# Greatest rock band in the world...



## RAXL (Jul 9, 2004)

THE ROLLING STONES have smashed US touring records - their 2005 BIGGER BANG circuit of North America is the most successful US concert tour of all time, according to concert website Pollstar.

The BROWN SUGAR band sold $162million (GBP94 million) worth of tickets and played 42 performances to 1.2 million fans.

The Stones broke their own US tour record from 1994, when they made $121 million (GBP70.1 million).

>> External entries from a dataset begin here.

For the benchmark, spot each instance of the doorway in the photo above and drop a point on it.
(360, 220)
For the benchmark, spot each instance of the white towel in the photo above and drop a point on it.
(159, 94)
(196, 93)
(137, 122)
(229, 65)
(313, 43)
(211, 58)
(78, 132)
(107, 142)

They earned $3.6 million (GBP2 million) per night from tour gigs.

U2 are the second most successful touring act of 2005, making $138.9 million (GBP80.1 million) with 78 shows in the US and Canada.

The Irish band, fronted by BONO, were previously thought to be the highest earners - because the Stones promoters refused to release financial information before the entire US leg of their tour had come to a close.

Canadian singer CELINE DION is in third place, having made $81.3 million (GBP47.1 million) from 155 dates at Caesars Palace in Las Vegas.

Former BEATLE SIR PAUL McCARTNEY and THE EAGLES complete the top five, with ticket sales of $77.3 million (GBP44.8 million) and $76.8 million (GBP44.5 million) respectively.


----------



## claymud (Aug 21, 2005)

Seeing this tital I thought it was going to ask who do u think the best rockers are... but I would not put Celin dion in there. Now keep in mind I havn't seen many concerts and these would be concerts that would be cool to see, some of these bands arn't around today...

Neil Young,
Barenaked Ladies,
The Police,
Bryan Adams,
Tragicly Hip, 
Great Big Sea (Again)


----------



## Anachronism (Apr 22, 2004)

And here I thought this was going to be a discussion about Tenacious D  

~~Bill~~


----------



## Sinister (Apr 18, 2004)

Bill said:


> And here I thought this was going to be a discussion about Tenacious D
> 
> ~~Bill~~


Or *Spinal Tap.*


----------